Figure 15. In-position stability (long-term stability) measurements for the ANT180 linear motor stage (baseline).

Figure 16.

Figure 16. In-position stability (long-term stability) for the ANT180 ball screw and servomotor stage without linear encoder (baseline)

Figure 17.

Figure 17. In-position stability (long-term stability) for the ANT180 ball screw and servomotor stage with linear encoder (baseline).

Figure 18.

Figure 18. In-position stability (long-term stability) for the ANT180 ball screw and stepper motor stage, 0% holding current (baseline).

Figure 19.

Figure 19. In-position stability (long-term stability) for the ANT180 ball screw and stepper motor stage, 20% holding current (baseline).

Figure 20.

Figure 20. In-position stability (long-term stability) measurements for the ANT180 linear motor stage with move routine prior to testing.

Figure 21.

Figure 21. In-position stability (long-term stability) for the ANT180 ball screw and servomotor stage without linear encoder with move routine prior to testing.

Figure 22.

Figure 22. In-position stability (long-term stability) for the ANT180 ball screw and servomotor stage with linear encoder with move routine prior to testing.

Figure 23.

Figure 23. In-position stability (long-term stability) for the ANT180 ball screw and stepper motor stage with move routine prior to testing, 0% holding current.

Figure 24.

Figure 24. In-position stability (long-term stability) for the ANT180 ball screw and stepper motor stage with move routine prior to testing, 20% holding current.

Conclusions

In applications requiring the highest levels of in-position jitter (shorter-term stability), a ball-screw-driven stage with a linear amplifier performs best. Direct-drive linear-motor stages rival ball-screw-driven stages with only slightly worse in-position jitter (~4 nm compared to ~2 nm pk-pk). Aerotech has standard linear-motor stage designs with in-position jitter values in the 1-2 nm range.

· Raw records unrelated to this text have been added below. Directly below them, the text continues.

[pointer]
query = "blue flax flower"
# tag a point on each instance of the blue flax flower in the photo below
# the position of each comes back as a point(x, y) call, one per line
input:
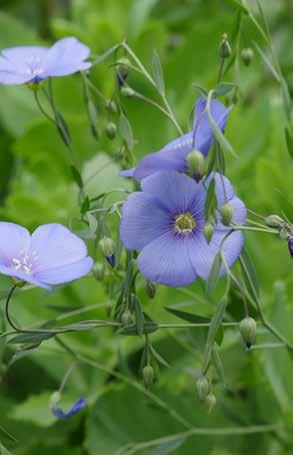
point(173, 156)
point(165, 223)
point(51, 255)
point(76, 407)
point(32, 64)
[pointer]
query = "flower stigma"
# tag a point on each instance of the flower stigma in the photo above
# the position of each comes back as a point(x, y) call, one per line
point(184, 223)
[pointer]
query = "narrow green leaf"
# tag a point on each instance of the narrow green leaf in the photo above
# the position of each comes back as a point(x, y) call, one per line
point(158, 73)
point(139, 319)
point(289, 142)
point(76, 176)
point(224, 143)
point(148, 327)
point(214, 273)
point(31, 338)
point(224, 88)
point(126, 131)
point(63, 128)
point(193, 318)
point(214, 327)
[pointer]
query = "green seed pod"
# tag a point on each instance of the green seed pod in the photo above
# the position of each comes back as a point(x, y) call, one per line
point(148, 376)
point(150, 289)
point(196, 163)
point(210, 402)
point(208, 231)
point(99, 271)
point(225, 48)
point(112, 106)
point(202, 387)
point(128, 92)
point(111, 130)
point(226, 214)
point(247, 55)
point(274, 221)
point(248, 331)
point(107, 246)
point(126, 318)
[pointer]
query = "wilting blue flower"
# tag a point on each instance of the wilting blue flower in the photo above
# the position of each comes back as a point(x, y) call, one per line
point(165, 223)
point(76, 407)
point(51, 255)
point(32, 64)
point(172, 157)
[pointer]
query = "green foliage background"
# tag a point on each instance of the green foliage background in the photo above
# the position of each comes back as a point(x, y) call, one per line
point(36, 188)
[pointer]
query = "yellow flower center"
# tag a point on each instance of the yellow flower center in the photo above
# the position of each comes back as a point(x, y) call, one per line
point(184, 223)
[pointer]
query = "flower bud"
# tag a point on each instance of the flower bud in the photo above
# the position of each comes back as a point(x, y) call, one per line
point(208, 231)
point(148, 376)
point(225, 49)
point(196, 163)
point(126, 318)
point(99, 271)
point(226, 214)
point(247, 55)
point(202, 387)
point(150, 289)
point(111, 130)
point(107, 246)
point(112, 106)
point(128, 92)
point(210, 402)
point(274, 221)
point(248, 330)
point(290, 246)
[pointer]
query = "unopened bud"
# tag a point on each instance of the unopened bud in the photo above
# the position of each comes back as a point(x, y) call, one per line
point(111, 130)
point(208, 231)
point(248, 331)
point(274, 221)
point(210, 402)
point(148, 376)
point(247, 55)
point(99, 271)
point(226, 214)
point(128, 92)
point(107, 246)
point(112, 106)
point(126, 318)
point(225, 48)
point(196, 163)
point(290, 246)
point(150, 289)
point(202, 387)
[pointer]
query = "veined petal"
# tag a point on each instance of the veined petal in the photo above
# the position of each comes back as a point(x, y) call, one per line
point(65, 273)
point(56, 246)
point(177, 192)
point(14, 239)
point(143, 219)
point(167, 260)
point(205, 253)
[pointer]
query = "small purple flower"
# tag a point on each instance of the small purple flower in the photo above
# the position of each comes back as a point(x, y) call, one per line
point(290, 246)
point(32, 64)
point(173, 156)
point(51, 255)
point(165, 223)
point(76, 407)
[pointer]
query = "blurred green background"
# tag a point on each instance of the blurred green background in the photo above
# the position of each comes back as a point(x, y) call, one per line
point(36, 188)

Where direct-drive linear-motor stages significantly outperform screw-driven stages is in their ability to make small mechanical movements (minimum incremental motion) and maintain excellent holding stability over longer time periods. Adding a linear encoder to a ball-screw servomotor stage can improve both; however, speed and smoothness of motion generally suffer. For example, many new X-ray imaging applications require brighter X-rays (higher brilliance). With these brighter X-rays comes the potential to damage samples if not imaged quickly. For this reason, many applications are moving toward scanning and away from the step-measure-step-measure approach. Direct-drive stages are inherently better for these scanning applications due to a noncontact drive mechanism.

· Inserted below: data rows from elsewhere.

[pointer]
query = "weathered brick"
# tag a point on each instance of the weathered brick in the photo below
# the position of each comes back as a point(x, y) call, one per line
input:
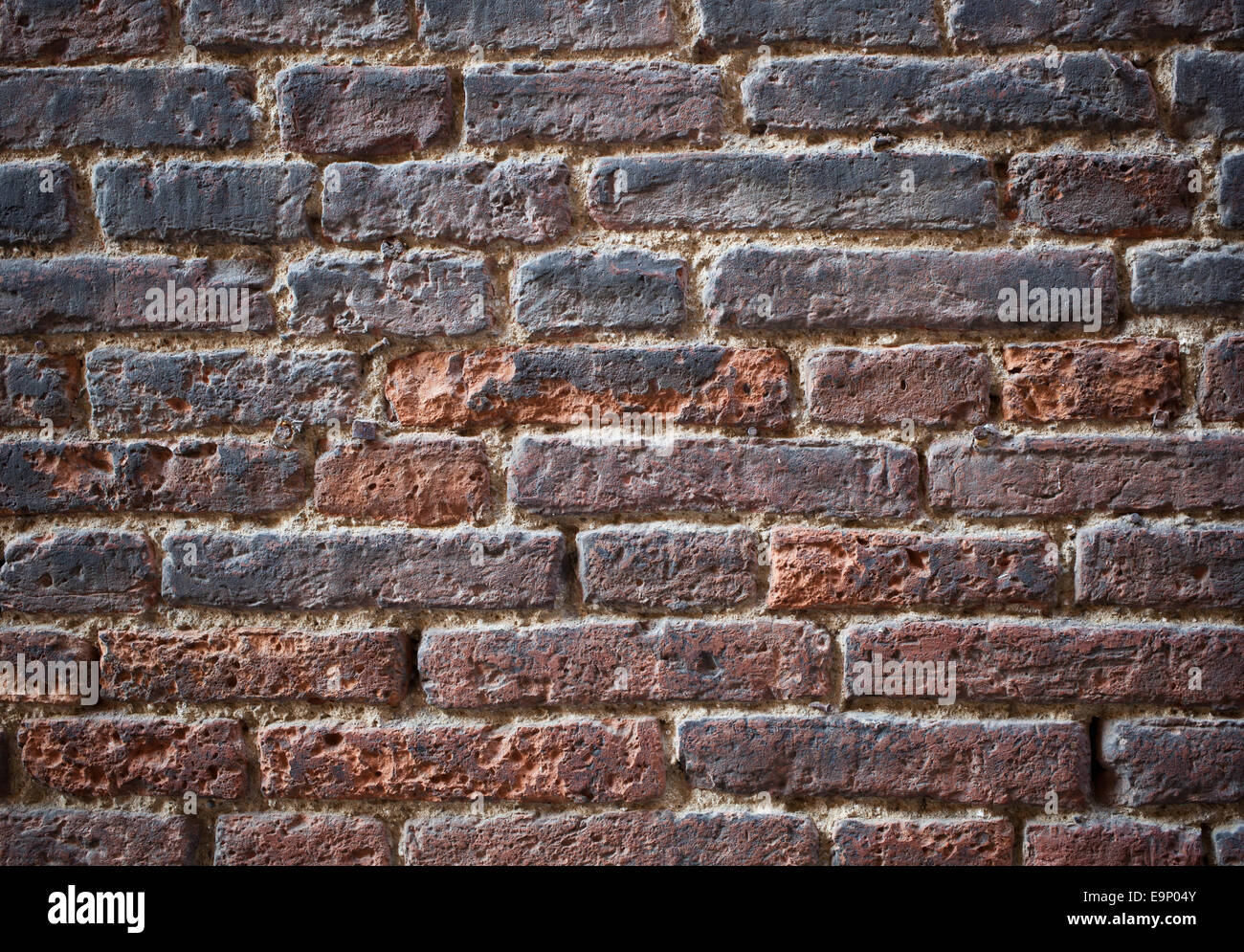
point(140, 391)
point(204, 202)
point(122, 756)
point(559, 476)
point(1130, 379)
point(595, 102)
point(1182, 277)
point(900, 94)
point(193, 476)
point(1115, 841)
point(836, 190)
point(362, 110)
point(833, 289)
point(604, 662)
point(300, 839)
point(421, 294)
point(1058, 662)
point(1057, 476)
point(638, 837)
point(95, 837)
point(692, 384)
point(36, 201)
point(566, 293)
point(87, 294)
point(423, 480)
point(468, 202)
point(1095, 193)
point(1012, 23)
point(842, 23)
point(61, 675)
point(1160, 566)
point(546, 24)
point(207, 666)
point(1220, 392)
point(79, 571)
point(937, 386)
point(330, 24)
point(73, 30)
point(1156, 762)
point(1208, 95)
point(35, 387)
point(667, 566)
point(832, 567)
point(185, 107)
point(504, 569)
point(563, 762)
point(923, 843)
point(989, 763)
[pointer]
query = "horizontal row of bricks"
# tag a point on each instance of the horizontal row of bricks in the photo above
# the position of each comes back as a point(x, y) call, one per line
point(63, 836)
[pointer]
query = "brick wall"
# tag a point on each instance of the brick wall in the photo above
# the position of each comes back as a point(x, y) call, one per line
point(467, 431)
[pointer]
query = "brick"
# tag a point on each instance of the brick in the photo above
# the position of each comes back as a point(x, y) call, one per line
point(1060, 476)
point(149, 107)
point(421, 294)
point(331, 24)
point(1160, 566)
point(637, 837)
point(1185, 277)
point(546, 25)
point(275, 839)
point(36, 202)
point(941, 386)
point(604, 662)
point(1014, 23)
point(1061, 662)
point(95, 837)
point(760, 288)
point(833, 190)
point(830, 567)
point(135, 389)
point(566, 293)
point(62, 675)
point(563, 762)
point(994, 763)
point(78, 571)
point(1208, 95)
point(559, 476)
point(505, 569)
point(362, 110)
point(210, 666)
point(691, 384)
point(1155, 762)
point(595, 102)
point(204, 202)
point(35, 387)
point(472, 203)
point(1130, 379)
point(1102, 193)
point(667, 566)
point(86, 294)
point(1116, 841)
point(193, 476)
point(900, 94)
point(923, 843)
point(122, 756)
point(1220, 392)
point(81, 29)
point(423, 480)
point(841, 23)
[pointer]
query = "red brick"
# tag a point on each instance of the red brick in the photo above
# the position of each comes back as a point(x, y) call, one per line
point(561, 762)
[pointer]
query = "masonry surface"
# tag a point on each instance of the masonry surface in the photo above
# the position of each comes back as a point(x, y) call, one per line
point(493, 432)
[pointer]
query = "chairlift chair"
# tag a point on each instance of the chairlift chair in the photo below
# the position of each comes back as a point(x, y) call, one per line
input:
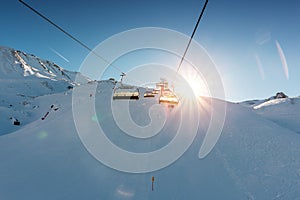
point(126, 92)
point(168, 98)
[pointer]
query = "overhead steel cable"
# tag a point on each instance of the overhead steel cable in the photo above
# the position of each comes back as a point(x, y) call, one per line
point(71, 36)
point(196, 26)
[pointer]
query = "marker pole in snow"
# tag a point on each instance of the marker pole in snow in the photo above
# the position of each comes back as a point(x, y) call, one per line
point(152, 183)
point(51, 108)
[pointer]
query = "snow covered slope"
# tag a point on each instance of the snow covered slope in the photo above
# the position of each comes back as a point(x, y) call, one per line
point(281, 109)
point(255, 157)
point(24, 78)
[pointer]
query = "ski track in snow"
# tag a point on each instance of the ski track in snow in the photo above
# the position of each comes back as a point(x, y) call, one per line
point(256, 157)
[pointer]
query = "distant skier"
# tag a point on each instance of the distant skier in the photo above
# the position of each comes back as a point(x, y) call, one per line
point(52, 107)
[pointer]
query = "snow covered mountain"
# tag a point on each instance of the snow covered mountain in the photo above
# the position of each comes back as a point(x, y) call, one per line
point(256, 157)
point(25, 78)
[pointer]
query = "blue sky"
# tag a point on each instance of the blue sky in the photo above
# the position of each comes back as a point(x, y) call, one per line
point(246, 39)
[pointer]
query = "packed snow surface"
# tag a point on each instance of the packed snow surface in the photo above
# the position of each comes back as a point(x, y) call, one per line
point(256, 157)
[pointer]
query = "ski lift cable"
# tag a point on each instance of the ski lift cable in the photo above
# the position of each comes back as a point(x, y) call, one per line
point(72, 37)
point(194, 31)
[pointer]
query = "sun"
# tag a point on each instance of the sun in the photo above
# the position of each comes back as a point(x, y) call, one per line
point(194, 82)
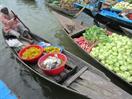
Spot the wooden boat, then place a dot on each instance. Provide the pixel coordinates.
(56, 7)
(79, 78)
(114, 77)
(109, 17)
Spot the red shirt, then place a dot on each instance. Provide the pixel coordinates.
(8, 22)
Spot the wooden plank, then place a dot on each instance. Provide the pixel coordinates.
(70, 80)
(89, 76)
(95, 92)
(86, 91)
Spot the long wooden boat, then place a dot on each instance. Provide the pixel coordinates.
(109, 17)
(56, 7)
(114, 77)
(79, 78)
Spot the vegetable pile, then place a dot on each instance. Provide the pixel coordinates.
(116, 55)
(122, 5)
(66, 4)
(31, 53)
(112, 50)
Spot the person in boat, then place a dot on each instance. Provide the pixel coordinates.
(127, 14)
(11, 25)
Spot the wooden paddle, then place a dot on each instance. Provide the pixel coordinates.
(20, 21)
(29, 40)
(80, 12)
(85, 3)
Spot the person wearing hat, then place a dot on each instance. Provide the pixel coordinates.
(11, 25)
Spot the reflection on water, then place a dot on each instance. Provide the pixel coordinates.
(41, 21)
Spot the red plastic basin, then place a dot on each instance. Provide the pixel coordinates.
(56, 70)
(34, 59)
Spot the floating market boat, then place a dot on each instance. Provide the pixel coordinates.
(110, 17)
(79, 78)
(92, 60)
(55, 5)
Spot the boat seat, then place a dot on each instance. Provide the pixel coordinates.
(69, 71)
(74, 77)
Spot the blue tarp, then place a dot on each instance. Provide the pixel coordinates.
(5, 92)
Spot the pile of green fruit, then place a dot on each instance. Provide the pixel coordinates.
(95, 33)
(116, 55)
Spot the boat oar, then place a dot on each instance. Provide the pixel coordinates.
(29, 40)
(20, 21)
(79, 12)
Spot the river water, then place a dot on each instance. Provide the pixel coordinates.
(38, 17)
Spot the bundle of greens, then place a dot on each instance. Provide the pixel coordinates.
(96, 34)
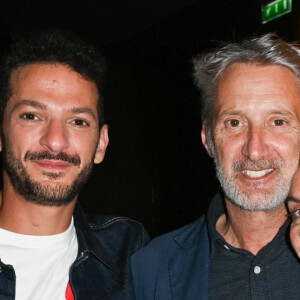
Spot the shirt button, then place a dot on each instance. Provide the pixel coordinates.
(257, 269)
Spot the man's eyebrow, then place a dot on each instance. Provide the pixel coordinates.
(29, 103)
(239, 112)
(84, 110)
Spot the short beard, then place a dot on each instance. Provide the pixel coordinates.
(36, 192)
(261, 201)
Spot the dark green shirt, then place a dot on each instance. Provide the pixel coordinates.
(274, 273)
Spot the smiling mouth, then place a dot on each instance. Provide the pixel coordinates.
(257, 174)
(53, 165)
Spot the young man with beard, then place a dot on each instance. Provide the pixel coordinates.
(251, 128)
(52, 132)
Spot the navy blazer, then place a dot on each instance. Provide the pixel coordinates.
(174, 266)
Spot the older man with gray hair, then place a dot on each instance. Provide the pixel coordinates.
(251, 128)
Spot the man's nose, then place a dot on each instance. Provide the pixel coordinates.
(255, 146)
(55, 136)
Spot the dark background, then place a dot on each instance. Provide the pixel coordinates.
(156, 169)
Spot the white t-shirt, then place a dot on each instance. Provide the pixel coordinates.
(41, 263)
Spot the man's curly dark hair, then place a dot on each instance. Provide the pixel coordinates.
(51, 46)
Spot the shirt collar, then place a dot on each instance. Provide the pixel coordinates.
(215, 209)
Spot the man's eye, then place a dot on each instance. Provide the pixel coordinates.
(79, 122)
(29, 116)
(234, 123)
(279, 122)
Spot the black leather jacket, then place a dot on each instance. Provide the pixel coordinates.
(102, 269)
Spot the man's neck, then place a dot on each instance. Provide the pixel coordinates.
(250, 230)
(21, 216)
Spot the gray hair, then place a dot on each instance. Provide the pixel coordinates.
(268, 49)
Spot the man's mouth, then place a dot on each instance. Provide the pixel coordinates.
(52, 164)
(257, 173)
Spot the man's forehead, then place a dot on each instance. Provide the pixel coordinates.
(243, 82)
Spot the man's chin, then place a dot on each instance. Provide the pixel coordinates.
(258, 202)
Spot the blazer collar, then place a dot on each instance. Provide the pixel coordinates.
(87, 240)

Although stepper-motor stages are a cost-effective and simple way to perform positioning, they suffer from a major drawback – heat. When sitting at rest, it is quite common to reduce the current to lower levels (sometimes 0% holding current). However, as shown in this testing, even 45 seconds of stepper-motor stage movement will cause a few degrees of temperature rise that will cause hundreds of nanometers of drift and take >>1 hour to equilibrate. Applications in vacuum generally exacerbate this drift since thermal management becomes even more difficult. Servomotor stages have an inherent advantage in that they only use current when required. This effectively minimizes heating and thermal drift effects and allows for a more stable positioning system.

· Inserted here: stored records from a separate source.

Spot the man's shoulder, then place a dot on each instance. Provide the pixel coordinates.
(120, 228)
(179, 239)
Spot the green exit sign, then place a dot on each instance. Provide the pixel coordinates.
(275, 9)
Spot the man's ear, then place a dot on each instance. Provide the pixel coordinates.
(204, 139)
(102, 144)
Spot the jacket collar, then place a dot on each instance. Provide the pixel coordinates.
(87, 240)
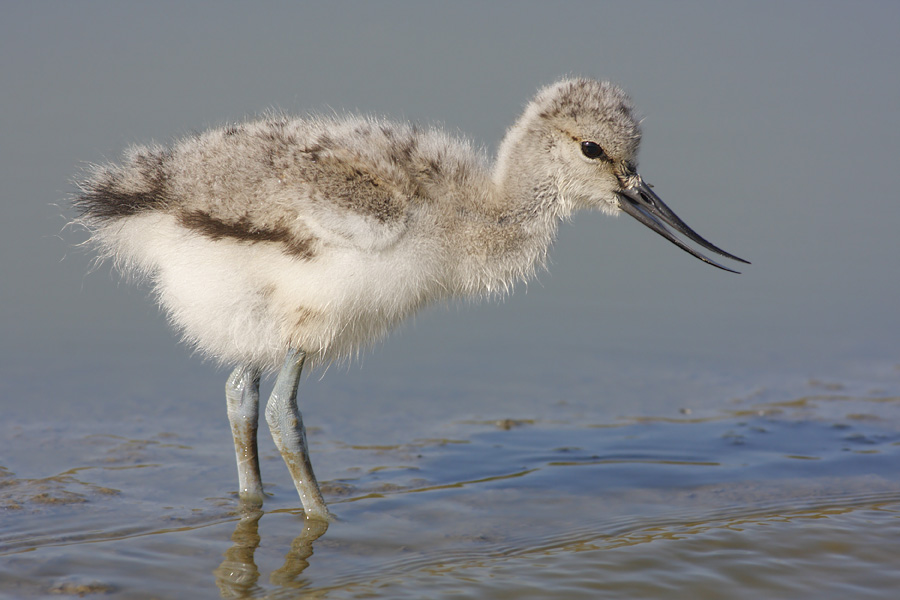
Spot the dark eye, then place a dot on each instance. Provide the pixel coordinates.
(592, 150)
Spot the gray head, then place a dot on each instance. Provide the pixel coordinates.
(591, 134)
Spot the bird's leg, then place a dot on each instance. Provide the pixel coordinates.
(242, 396)
(286, 425)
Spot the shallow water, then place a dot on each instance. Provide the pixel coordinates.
(631, 424)
(769, 498)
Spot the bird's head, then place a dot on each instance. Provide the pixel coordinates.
(583, 135)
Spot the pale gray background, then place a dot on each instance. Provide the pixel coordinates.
(772, 128)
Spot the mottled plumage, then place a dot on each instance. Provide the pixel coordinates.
(310, 238)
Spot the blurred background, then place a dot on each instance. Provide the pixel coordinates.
(771, 128)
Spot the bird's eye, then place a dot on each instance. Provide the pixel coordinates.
(592, 150)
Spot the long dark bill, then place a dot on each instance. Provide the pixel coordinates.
(643, 204)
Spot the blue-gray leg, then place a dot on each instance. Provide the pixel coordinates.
(286, 425)
(242, 396)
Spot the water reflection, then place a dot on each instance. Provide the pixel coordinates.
(238, 576)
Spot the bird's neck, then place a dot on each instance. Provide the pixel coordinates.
(509, 231)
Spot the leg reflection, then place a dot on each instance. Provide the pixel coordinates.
(238, 575)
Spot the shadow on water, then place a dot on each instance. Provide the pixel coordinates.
(507, 495)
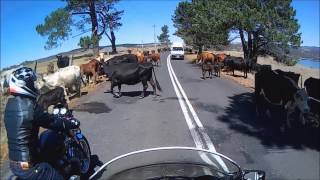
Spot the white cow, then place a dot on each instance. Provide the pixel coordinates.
(5, 77)
(69, 78)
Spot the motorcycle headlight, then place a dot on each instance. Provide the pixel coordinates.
(63, 111)
(55, 111)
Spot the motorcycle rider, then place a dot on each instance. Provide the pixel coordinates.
(23, 118)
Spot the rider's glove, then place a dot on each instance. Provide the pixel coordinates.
(70, 123)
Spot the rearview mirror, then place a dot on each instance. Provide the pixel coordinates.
(253, 175)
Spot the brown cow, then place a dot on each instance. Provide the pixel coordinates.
(90, 69)
(140, 57)
(205, 57)
(220, 57)
(155, 58)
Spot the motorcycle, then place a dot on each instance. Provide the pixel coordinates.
(69, 152)
(174, 163)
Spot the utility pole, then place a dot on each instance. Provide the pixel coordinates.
(154, 35)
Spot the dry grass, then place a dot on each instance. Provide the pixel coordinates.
(249, 82)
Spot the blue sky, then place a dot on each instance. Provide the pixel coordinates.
(20, 41)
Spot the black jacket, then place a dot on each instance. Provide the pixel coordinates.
(23, 118)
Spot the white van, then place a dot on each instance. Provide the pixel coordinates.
(177, 51)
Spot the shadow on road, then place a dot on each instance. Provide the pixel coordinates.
(132, 93)
(95, 163)
(241, 117)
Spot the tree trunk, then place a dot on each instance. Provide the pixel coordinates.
(94, 27)
(255, 47)
(200, 49)
(113, 42)
(243, 42)
(249, 55)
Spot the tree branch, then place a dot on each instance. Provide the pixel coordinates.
(78, 13)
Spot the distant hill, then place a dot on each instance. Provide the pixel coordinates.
(311, 52)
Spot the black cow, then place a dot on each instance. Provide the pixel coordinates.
(126, 58)
(63, 61)
(280, 90)
(52, 97)
(312, 86)
(206, 67)
(294, 76)
(130, 74)
(237, 63)
(217, 66)
(258, 67)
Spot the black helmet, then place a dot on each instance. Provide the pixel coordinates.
(22, 82)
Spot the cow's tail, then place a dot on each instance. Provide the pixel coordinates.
(155, 78)
(82, 79)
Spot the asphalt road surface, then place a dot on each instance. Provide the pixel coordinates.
(215, 114)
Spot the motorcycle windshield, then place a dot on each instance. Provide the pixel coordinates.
(169, 162)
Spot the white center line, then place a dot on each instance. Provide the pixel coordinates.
(192, 127)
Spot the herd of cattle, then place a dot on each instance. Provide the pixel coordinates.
(272, 87)
(57, 86)
(215, 62)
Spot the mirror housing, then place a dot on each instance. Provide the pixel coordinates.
(253, 175)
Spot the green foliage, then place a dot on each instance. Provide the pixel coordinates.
(87, 41)
(97, 15)
(265, 27)
(57, 26)
(199, 25)
(164, 36)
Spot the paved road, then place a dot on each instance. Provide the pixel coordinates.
(220, 116)
(225, 110)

As the quest to image samples at higher and higher resolution continues, the positioning system will play an ever-increasing role in achieving these high-quality images. This capability for extremely fine positioning and stability makes both linear and rotary servomotors an excellent choice for applications in which achieving submicron or even nanometer precision in sample and optics positioning is critical.